Henry warmed to his subject. At thirty, he was an adviser. Maybe because he was a lawyer. “First,” he said dispassionately, “hold your tongue. Don’t argue with a man, especially when you know you can beat him. Smile a lot. Make him feel big. Tell him how wonderful he is, and wait on him.”

She smiled brilliantly and said, “Hank, I agree with everything you’ve said. You are the most perspicacious individual I’ve met in years, you are six feet five, and may I light your cigarette? How’s that?”

“Awful.”

They were friends again.

2

ATTICUS FINCH SHOT his left cuff, then cautiously pushed it back. One-forty. On some days he wore two watches: he wore two this day, an ancient watch and chain his children had cut their teeth on, and a wristwatch. The former was habit, the latter was used to tell time when he could not move his fingers enough to dig in his watchpocket. He had been a big man before age and arthritis reduced him to medium size. He was seventy-two last month, but Jean Louise always thought of him as hovering somewhere in his middle fifties—she could not remember him being any younger, and he seemed to grow no older.

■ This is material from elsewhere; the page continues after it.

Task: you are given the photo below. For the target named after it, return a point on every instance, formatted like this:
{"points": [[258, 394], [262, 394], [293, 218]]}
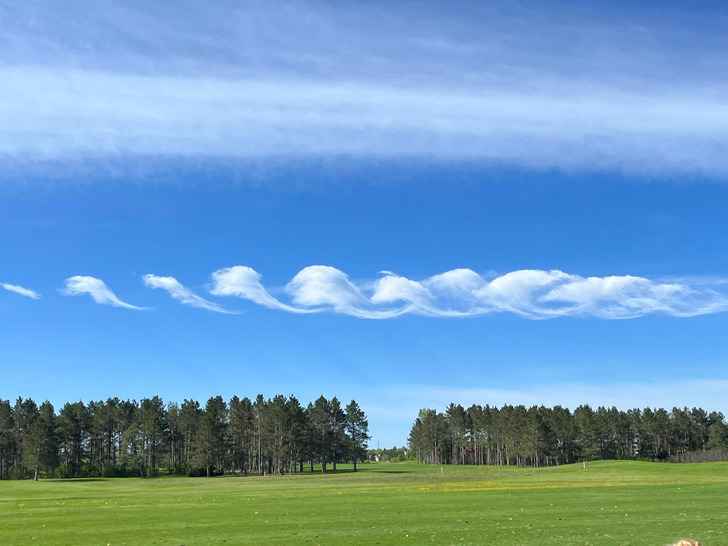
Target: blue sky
{"points": [[520, 203]]}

In front of the chair in which he was sitting was a steel music stand, and on the stand was The Strange Case of Alger Hiss. Atticus leaned forward a little, the better to disapprove of what he was reading. A stranger would not have seen annoyance on Atticus’s face, for he seldom expressed it; a friend, however, would expect a dry “H-rm” to come soon: Atticus’s eyebrows were elevated, his mouth was a pleasant thin line.

“H-rm,” he said.

“What, dear?” said his sister.

“I don’t understand how a man like this can have the brass to give us his views on the Hiss case. It’s like Fenimore Cooper writin’ the Waverley Novels.”

“Why, dear?”

“He has a childlike faith in the integrity of civil servants and he seems to think Congress corresponds to their aristocracy. No understanding of American politics a-tall.”

His sister peered at the book’s dust jacket. “I’m not familiar with the author,” she said, thus condemning the book forever. “Well, don’t worry, dear. Shouldn’t they be here now?”